METHODS: Participants were residents of King County, Washington, recruited for population-based case-control studies (1993-1996 or 2002-2005). Tumor T2E status was determined by fluorescence in situ hybridization using tumor tissue specimens from radical prostatectomy. Detailed information on use of CCBs and other variables was obtained through in-person interviews. Binomial and polytomous logistic regression were used to generate odds ratios (ORs) and 95% confidence intervals (CIs).
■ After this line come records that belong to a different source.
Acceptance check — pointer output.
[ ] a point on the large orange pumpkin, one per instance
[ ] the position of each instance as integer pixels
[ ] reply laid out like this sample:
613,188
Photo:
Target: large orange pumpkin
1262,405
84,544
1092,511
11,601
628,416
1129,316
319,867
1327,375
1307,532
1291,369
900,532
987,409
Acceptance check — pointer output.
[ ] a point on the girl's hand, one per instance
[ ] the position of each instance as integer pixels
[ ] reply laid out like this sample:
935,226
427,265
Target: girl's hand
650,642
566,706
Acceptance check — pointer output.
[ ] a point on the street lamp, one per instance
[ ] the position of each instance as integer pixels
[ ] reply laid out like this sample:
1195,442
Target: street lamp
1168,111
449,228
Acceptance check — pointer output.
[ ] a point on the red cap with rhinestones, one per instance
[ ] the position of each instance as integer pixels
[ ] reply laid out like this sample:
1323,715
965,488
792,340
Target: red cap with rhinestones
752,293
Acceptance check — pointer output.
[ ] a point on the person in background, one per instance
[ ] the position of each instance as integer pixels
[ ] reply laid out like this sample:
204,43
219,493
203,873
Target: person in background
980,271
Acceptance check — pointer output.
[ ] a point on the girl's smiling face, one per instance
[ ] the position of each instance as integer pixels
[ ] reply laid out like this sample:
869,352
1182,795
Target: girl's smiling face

RESULTS: The study included 1,747 PCa patients and 1,635 age-matched controls. A subset of 563 patients treated with radical prostatectomy had T2E status determined, of which 295 were T2E positive (52%). Use of CCBs (ever vs. never) was not associated with overall PCa risk. However, among European-American men, users had a reduced risk of higher-grade PCa (Gleason scores ≥7: adjusted OR = 0.64; 95% CI: 0.44-0.95). Further, use of CCBs was associated with a reduced risk of T2E positive PCa (adjusted OR = 0.38; 95% CI: 0.19-0.78), but was not associated with T2E negative PCa.

CONCLUSIONS: This study found suggestive evidence that use of CCBs is associated with reduced relative risks for higher Gleason score and T2E positive PCa. Future studies of PCa etiology should consider etiologic heterogeneity as PCa subtypes may develop through different causal pathways.